1. The divorce is my fault. I made a mistakes in marrying my spouse or I made mistakes in our marriage and now I’m facing the punishment.
Divorce is not usually just the fault of one person’s bad actions although in the cases of abuse or addiction or an affair it can be. The end of a marriage or a relationship doesn’t usually result from any one thing going wrong but rather from underlying issues that the couple had never adequately addressed. These issues can lie inside our hearts our partners or both. An event or events take place that allows us to see each other more clearly resulting in the end of the relationship. However divorce does not erase the happy times you may have shared earlier in the marriage or the joy that your children have brought you. When you consider that about 50% of marriages end in divorce, it becomes clear that divorce is not necessarily a personal failure or flaw, but a pretty common life transition that many people experience and survive.

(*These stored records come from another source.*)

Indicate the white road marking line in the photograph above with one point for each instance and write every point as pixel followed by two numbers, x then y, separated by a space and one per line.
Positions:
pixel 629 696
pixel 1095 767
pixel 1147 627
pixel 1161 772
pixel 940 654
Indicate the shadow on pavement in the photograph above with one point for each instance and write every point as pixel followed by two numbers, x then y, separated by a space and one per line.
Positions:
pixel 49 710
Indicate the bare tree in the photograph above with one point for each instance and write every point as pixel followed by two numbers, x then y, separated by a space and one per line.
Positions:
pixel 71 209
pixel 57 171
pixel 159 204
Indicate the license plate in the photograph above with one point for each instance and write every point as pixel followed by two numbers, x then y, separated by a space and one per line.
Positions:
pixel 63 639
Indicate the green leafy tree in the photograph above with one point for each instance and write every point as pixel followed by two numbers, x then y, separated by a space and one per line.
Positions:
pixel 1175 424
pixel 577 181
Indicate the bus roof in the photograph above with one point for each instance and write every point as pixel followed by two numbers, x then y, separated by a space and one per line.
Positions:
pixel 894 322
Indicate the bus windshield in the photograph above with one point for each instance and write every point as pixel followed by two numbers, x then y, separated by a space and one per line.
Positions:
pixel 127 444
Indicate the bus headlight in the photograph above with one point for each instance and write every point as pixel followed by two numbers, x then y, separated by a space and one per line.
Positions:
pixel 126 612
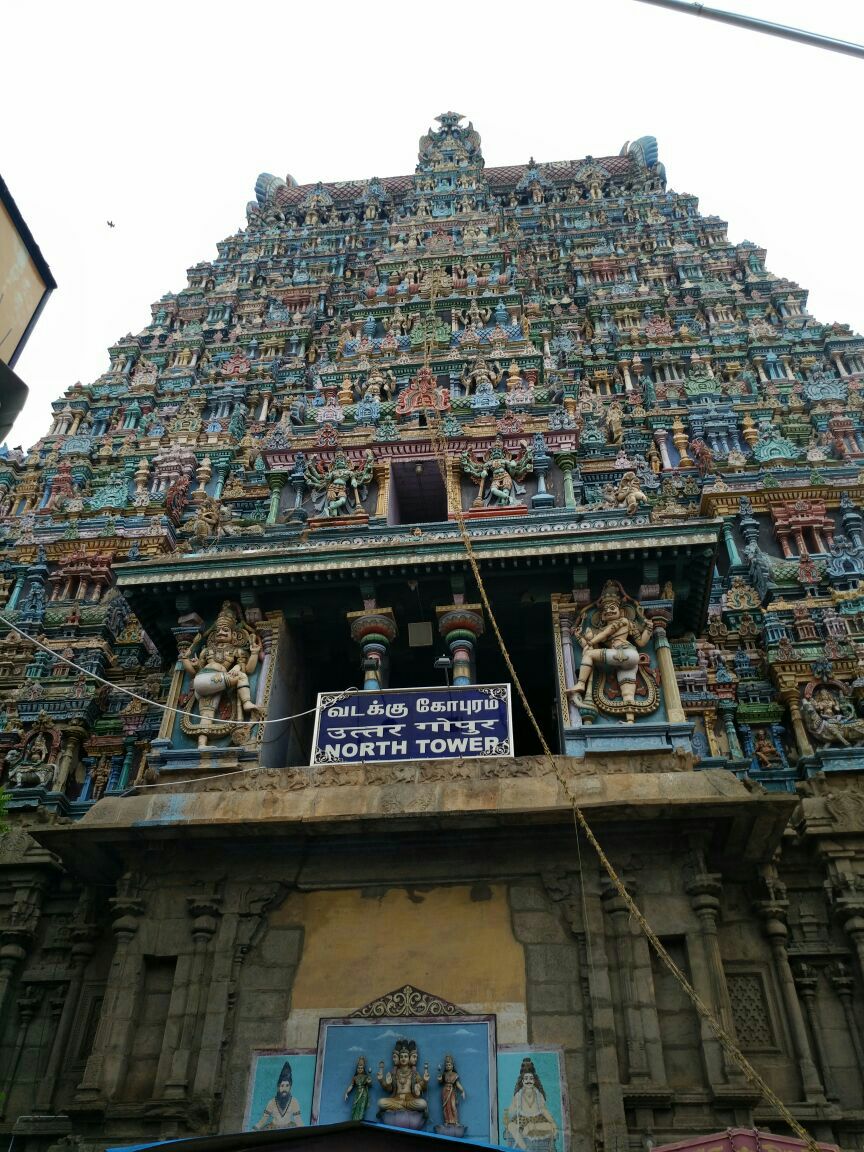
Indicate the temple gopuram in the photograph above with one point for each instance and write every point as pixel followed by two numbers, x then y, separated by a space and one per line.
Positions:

2. Divorce is just a piece of paper.
Divorce is a major life transition, and it will affect every aspect of your daily life, your family structure, your financial status, and of course, your emotional health. If you deny the emotional effects of the changes, you may avoid pain in the short-term, but you will prolong your long-term recovery.
3. It’s not normal for me to feel this sad/depressed/angry about the divorce. I must be going crazy.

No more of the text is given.